Выбрать главу

Посмотрим на предложенную идею чуть поближе. Первое соображение. Распад одного атома радона дает одну альфа-частицу, пробег которой в воздухе не превышает двух сантиметров, а способность выбить в воздух молекулу гипса сохраняется на первых миллиметрах, и то лишь при соответствующем попадании, вероятность чего менее одного процента. Учитывая эту вероятность, а также значение числа Авогадро, получаем, что для того, чтобы выбить в воздух один грамм гипса, нужно порядка 1000000000000000000000000 распадов в непосредственной (миллиметры) близости от стены. Имея в виду, что для многих из описанных агрегатов (например, гипсовый снег) скорость роста чуть ли не грамм на квадратный метр в год, получаем, что в пещере должен быть такой радиоактивный фон, что человек помрет в ту же секунду. Как в эпицентре атомного взрыва. Второе соображение. При каждом распаде радона образуется, причем именно в аэрозоле, атом свинца, полония или висмута. Словом, тяжелых металлов. Учитывая вероятности и соотношения атомных весов, на один грамм перенесенного по воздуху гипса придется около трехсот грамм образовавшейся в воздухе смеси этих металлов. То есть — описываемые агрегаты должны получаться не гипсовыми, а свинцовыми с совсем малюсенькой примесью гипса. Пожалуй, достаточно.

* * *

В начале главы я уже отмечал, что спелеоминералогия занимается практически только минеральными агрегатами, но не самими минералами, разнообразие которых в пещерах весьма невелико. В общем случае это верно, но в отношении уникальных пещер, и, в частности, пещер системы Кап-Кутан — не совсем. В этих пещерах встречается большое количество минералов, представляющих серьезный интерес, причем не только для минералогии пещер, но и для минералогии в целом.
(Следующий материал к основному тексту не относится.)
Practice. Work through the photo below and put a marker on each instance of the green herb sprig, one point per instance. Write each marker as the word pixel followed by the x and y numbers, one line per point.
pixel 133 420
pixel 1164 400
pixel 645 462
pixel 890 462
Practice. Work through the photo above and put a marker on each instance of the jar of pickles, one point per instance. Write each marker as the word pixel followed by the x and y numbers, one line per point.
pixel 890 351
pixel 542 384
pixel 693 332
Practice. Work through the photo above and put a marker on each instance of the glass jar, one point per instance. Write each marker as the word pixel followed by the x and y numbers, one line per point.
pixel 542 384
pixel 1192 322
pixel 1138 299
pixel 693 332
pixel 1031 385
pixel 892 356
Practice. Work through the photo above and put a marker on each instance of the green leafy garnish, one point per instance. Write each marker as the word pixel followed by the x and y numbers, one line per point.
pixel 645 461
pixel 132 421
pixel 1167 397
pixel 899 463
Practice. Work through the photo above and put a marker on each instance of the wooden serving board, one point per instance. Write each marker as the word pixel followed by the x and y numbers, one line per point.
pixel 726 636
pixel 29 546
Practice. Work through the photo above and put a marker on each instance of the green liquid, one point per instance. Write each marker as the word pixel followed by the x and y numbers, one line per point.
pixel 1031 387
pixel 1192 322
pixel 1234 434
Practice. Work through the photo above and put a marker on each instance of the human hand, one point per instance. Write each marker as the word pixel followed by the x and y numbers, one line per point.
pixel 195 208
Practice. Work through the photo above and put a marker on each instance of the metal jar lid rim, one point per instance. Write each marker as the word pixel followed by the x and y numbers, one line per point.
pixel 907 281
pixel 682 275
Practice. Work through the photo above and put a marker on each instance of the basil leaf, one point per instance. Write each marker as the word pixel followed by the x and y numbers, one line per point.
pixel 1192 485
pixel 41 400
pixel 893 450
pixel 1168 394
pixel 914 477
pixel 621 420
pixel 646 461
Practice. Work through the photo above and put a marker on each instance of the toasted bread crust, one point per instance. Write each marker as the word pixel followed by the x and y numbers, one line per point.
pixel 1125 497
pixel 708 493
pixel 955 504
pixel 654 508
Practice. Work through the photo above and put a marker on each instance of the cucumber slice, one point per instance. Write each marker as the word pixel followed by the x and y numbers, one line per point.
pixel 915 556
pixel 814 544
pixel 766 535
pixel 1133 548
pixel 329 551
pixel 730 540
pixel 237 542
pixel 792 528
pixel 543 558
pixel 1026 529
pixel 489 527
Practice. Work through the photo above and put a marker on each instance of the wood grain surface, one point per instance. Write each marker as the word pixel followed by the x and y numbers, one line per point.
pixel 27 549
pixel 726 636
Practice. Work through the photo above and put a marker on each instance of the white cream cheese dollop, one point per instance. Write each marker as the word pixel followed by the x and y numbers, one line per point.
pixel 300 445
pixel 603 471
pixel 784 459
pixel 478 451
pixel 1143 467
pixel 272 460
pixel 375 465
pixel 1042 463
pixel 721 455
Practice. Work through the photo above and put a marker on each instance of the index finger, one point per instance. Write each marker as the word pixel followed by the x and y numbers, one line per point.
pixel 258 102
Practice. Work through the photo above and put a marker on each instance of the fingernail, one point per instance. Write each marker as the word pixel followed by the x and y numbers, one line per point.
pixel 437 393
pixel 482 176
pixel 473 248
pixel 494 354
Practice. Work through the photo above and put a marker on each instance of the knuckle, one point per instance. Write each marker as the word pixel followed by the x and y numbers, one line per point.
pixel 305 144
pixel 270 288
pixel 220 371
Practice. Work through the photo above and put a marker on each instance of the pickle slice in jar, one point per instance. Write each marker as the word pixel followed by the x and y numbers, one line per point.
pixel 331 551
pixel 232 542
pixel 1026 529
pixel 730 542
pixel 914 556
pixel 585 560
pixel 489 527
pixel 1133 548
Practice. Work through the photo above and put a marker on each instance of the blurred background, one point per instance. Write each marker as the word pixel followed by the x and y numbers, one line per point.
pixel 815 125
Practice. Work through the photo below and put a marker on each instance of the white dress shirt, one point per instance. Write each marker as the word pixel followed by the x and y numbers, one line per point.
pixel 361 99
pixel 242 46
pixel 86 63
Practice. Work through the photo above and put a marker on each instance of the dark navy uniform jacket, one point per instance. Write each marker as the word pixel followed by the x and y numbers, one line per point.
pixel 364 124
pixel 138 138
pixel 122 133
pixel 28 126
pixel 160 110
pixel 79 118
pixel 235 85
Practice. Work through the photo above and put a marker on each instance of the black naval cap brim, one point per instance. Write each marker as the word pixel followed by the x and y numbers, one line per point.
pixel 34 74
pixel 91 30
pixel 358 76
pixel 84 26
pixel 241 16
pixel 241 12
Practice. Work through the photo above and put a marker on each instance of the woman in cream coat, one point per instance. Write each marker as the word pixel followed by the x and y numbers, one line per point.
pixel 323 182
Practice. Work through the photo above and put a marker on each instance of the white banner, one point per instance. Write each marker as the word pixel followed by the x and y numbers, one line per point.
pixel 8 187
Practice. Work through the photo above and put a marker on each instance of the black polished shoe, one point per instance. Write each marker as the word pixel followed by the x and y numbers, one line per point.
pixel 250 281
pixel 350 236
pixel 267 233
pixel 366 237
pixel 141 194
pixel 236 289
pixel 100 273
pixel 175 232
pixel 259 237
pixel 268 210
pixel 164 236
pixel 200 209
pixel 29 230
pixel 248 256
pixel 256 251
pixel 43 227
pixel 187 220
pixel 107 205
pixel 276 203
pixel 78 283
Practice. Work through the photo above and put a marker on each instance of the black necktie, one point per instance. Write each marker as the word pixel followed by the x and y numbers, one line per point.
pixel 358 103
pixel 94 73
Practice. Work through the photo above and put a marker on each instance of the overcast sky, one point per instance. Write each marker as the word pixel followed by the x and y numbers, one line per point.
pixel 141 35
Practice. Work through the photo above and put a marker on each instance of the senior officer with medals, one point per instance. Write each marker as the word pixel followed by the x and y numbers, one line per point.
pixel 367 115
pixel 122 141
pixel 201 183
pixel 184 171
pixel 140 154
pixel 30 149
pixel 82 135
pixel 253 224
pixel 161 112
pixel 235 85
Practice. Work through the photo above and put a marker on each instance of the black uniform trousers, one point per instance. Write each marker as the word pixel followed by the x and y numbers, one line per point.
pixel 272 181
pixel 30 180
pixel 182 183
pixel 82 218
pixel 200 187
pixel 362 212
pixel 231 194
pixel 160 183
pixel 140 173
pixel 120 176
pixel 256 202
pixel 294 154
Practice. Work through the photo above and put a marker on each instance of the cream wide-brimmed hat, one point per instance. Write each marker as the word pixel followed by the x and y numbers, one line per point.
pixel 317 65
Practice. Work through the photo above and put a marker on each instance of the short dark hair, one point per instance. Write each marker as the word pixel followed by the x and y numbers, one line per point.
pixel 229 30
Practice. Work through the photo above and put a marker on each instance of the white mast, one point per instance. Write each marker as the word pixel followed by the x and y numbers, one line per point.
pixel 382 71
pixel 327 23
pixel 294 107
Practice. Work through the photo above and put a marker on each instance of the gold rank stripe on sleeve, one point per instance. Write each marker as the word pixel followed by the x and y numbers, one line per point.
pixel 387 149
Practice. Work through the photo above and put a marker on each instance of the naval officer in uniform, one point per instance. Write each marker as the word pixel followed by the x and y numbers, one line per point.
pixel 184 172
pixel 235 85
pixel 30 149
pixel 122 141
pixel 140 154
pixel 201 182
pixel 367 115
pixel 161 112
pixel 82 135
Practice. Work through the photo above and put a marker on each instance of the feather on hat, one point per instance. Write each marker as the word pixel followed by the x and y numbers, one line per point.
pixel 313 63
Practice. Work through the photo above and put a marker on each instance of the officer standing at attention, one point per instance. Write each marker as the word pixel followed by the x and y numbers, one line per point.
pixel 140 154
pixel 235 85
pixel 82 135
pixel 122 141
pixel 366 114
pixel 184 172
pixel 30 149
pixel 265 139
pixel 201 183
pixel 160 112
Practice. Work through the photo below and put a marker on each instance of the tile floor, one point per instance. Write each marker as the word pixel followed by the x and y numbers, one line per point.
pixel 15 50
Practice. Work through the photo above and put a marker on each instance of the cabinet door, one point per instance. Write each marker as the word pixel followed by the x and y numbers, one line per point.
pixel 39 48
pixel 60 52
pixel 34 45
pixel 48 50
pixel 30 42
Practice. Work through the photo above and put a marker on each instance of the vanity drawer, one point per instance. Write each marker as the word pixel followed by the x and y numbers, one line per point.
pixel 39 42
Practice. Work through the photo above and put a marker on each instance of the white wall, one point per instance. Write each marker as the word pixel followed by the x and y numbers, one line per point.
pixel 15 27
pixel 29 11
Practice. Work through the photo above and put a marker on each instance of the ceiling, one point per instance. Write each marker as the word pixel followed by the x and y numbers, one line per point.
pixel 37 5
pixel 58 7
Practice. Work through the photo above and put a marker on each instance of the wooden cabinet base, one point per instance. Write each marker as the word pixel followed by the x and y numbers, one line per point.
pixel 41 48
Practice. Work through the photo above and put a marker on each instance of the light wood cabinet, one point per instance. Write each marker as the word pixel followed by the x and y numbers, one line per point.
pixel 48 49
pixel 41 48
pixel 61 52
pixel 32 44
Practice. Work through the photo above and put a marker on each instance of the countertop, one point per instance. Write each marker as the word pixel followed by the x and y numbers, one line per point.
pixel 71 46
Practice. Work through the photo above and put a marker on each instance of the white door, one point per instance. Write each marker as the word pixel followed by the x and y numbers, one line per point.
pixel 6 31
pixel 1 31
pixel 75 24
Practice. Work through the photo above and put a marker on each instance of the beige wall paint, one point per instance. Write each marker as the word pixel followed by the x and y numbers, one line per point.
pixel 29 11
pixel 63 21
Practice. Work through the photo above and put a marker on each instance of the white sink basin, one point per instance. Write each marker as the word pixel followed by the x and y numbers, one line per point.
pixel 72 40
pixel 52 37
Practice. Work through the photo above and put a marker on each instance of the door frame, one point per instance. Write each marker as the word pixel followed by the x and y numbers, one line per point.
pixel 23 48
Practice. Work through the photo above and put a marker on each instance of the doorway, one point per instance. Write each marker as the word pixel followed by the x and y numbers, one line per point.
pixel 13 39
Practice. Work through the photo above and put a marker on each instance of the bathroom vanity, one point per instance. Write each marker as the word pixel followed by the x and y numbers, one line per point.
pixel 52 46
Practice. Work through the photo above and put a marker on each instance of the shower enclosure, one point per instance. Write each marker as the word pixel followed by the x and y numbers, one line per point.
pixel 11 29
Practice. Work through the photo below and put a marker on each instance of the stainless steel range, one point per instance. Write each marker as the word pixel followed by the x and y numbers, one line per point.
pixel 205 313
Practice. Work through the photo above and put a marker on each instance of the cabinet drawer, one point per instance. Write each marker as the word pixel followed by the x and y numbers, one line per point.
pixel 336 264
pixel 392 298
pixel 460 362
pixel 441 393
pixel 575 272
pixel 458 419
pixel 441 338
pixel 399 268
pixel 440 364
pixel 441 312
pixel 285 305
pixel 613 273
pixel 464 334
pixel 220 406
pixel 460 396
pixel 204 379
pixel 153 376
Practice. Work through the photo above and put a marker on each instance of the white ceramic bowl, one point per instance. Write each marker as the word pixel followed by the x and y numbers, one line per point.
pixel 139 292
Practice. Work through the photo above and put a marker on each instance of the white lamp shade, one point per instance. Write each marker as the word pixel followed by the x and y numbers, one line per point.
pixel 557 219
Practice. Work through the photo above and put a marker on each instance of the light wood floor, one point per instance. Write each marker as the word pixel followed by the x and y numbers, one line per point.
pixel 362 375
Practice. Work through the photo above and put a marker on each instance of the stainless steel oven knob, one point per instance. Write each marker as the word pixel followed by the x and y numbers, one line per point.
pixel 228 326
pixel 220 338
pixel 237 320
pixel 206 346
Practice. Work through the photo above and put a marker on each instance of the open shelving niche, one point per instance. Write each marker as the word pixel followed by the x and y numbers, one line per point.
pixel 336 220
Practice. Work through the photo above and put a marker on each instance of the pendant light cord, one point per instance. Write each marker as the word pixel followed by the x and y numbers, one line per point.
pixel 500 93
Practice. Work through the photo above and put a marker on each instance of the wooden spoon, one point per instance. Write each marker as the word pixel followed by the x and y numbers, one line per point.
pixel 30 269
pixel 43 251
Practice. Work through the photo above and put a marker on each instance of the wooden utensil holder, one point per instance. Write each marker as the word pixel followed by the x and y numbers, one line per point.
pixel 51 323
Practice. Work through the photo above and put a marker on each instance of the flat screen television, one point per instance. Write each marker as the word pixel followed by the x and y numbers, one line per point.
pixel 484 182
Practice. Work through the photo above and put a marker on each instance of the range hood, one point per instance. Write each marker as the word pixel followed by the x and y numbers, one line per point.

Не буду описывать всю чуть ли не полусотню найденных в Кап-Кутане минералов, сделавших эту систему второй в мире по минеральному разнообразию, и остановлюсь только на самых интересных и показательных.

Первая интересная находка было сделана только в 1985 году, опоздав почти на десять лет. Пещера Промежуточная сыграла со всеми нами шутку такого свойства, что до сих пор смешно и немного стыдно.

Немного выше я уже распространялся про существовавшую в недавнем прошлом моду валить на гидротермальные процессы все то, что сейчас валят на аэрозоли, и кое-что еще. Кораллиты и геликтиты Промежуточной были настолько необычны, что вызвали достаточно естественную для того времени реакцию многих исследователей срочно объявить ее гидротермальной пещерой. Долго и доблестно боролись мы на всяких конференциях и в научной периодике с этой ерундой. Пока не обнаружили, что гидротермальная активность в пещере все-таки была. Правда — существенно раньше, чем образовались все те натеки, о которых шел спор. Они-то абсолютно нормальные, и к термальному процессу никакого отношения не имеют.

Причем следы гидротермальной активности и образовавшиеся в то время натеки в Промежуточной видны настолько явственно, что, пожалуй, это чуть ли не самая показательная из гидротермально обработанных пещер мира. И мимо этих следов можно пройти, не заметив их, только в двух случаях: когда человек слеп и когда он вообще никуда не смотрит, даже под ноги.

Как это ни прискорбно, но именно второй вариант и имел место быть. Красивые залы пещеры со всякими сногсшибательными натеками — это одно. В них хочется ходить, смотреть и изучать. Галереи, по которым к ним нужно идти — совсем другое. Красот в них нет, жарко, душно. Хочется побыстрее дойти до красивых мест. Никому просто и в голову не приходило присмотреться к пустым каменным стенам или пошарить на полу. Как позднее обнаружилось, в экспедиции 1981 года, когда мы брали с собой Степанова и я ему сам показывал Промежуточную, мы с ним именно ходили ногами (в прямом смысле) по роскошным крупным кристаллам флюорита — минерала для пещер чрезвычайно редкого и, как тогда считалось, во всех случаях имеющего гидротермальное происхождение. Чрезвычайно приметного ярко-фиолетового цвета. А такие цвета в пещерах практически никогда не встречаются.